D: I just like how wavy your hair is, and it’s so long. But anyway I have to go to class. I’m going to be late. I haven’t been able to wake up on time lately, I don’t know what it is. Sometimes, I’ll set my alarm clock twice so I know for sure I’ll hear it, but that only works if my dogs wakes up too because he just hates the sound it makes and it really bothers him. I think it’s because dogs have sensitive ears and they just can’t handle the frequency of the alarm clock. But that’s why I can’t have long hair. Because I never have time. But I know you don’t always have a lot of time either because you always look tired. Do you like dogs?

A: What?…..dogs? yeah…….

D: Ok I have to go upstairs now…Larry doesn’t like having people late for class.

A: ?????????????????????????????????????????????????????????????????????????

Ok Dorothy. I know I sit at a desk all day AT WORK but I don’t sit at a desk during my free-time on Saturday nights. I watch Oprah. And I knit. And I HAVE SCREWS IN MY FEET SO I CAN’T RUN! THANKS FOR RUBBING IT IN!!!!!!

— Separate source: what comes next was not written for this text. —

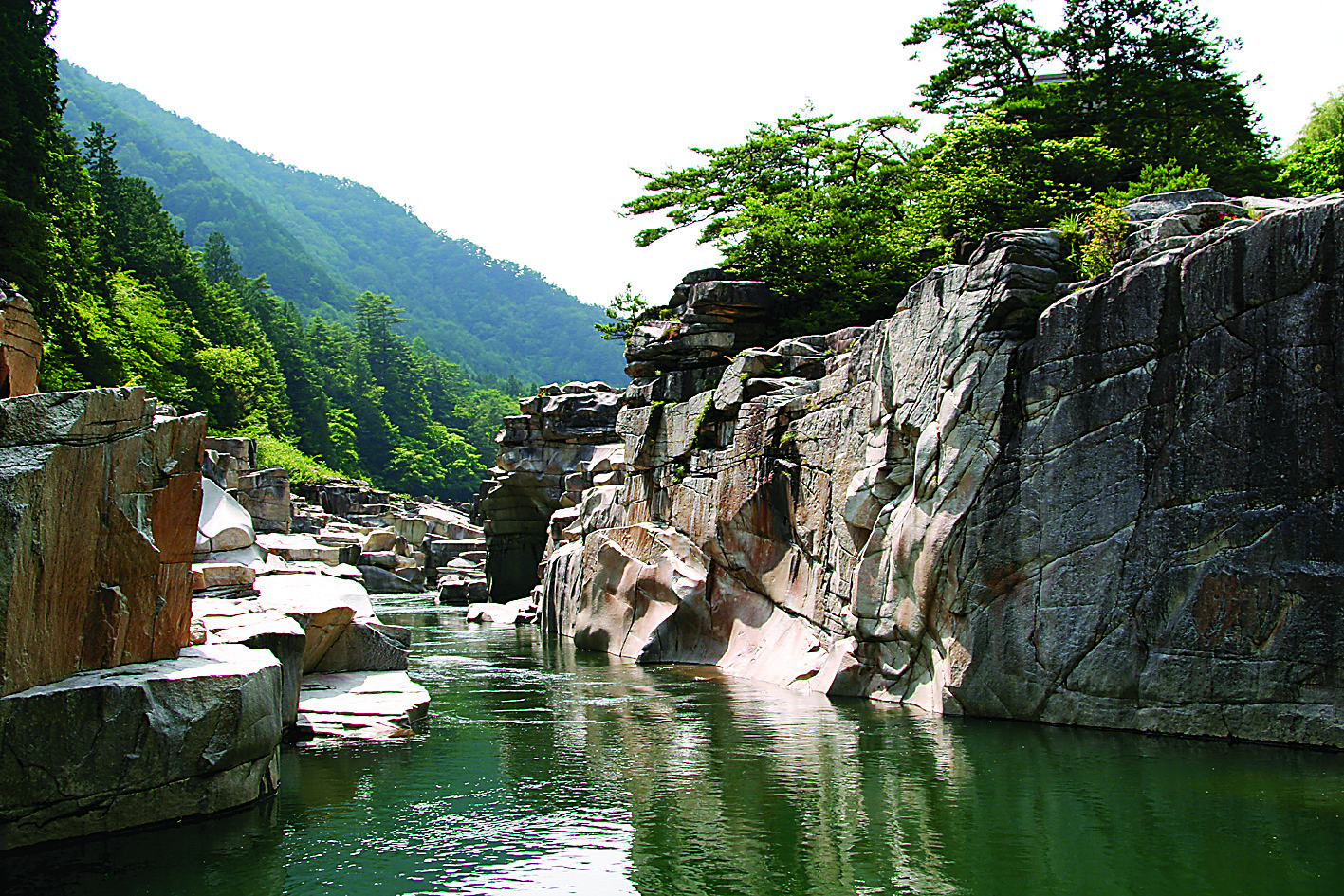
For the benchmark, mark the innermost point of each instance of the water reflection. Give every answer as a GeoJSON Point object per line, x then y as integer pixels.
{"type": "Point", "coordinates": [544, 770]}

And I’m not *that* tired…thanks Dorothy. I take sleeping pills for feck’s sake…..

For the conclusion of this note, I will list a few famous Dorothy quotes for your enjoyment:

“You look so tired today, do you ever sleep? Dark circles under your eyes are harmless really, so you shouldn’t worry.”

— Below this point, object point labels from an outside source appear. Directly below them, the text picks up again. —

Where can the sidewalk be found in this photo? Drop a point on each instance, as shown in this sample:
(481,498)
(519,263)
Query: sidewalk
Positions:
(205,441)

“Do you know who did it? {What?} ” The murders! I’ve been trying to figure out who the murderer is for days now but I really don’t know.”

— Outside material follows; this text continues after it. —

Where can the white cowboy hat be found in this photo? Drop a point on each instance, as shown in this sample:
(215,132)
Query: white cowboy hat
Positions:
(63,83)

“I love dressing up like a mermaid.”

“I don’t enjoy squirrels as much as my dog does.”

“There is a dog in my apartment building that just hates me and I can’t understand it. I just want to know why…?”

“If I ever see someone I went to college with on a commercial or t.v. I just wonder how many of my classmates are in prison or dead. Life goes by so fast you know?”




Thank you Dorothy. I don’t know for what. But thank you.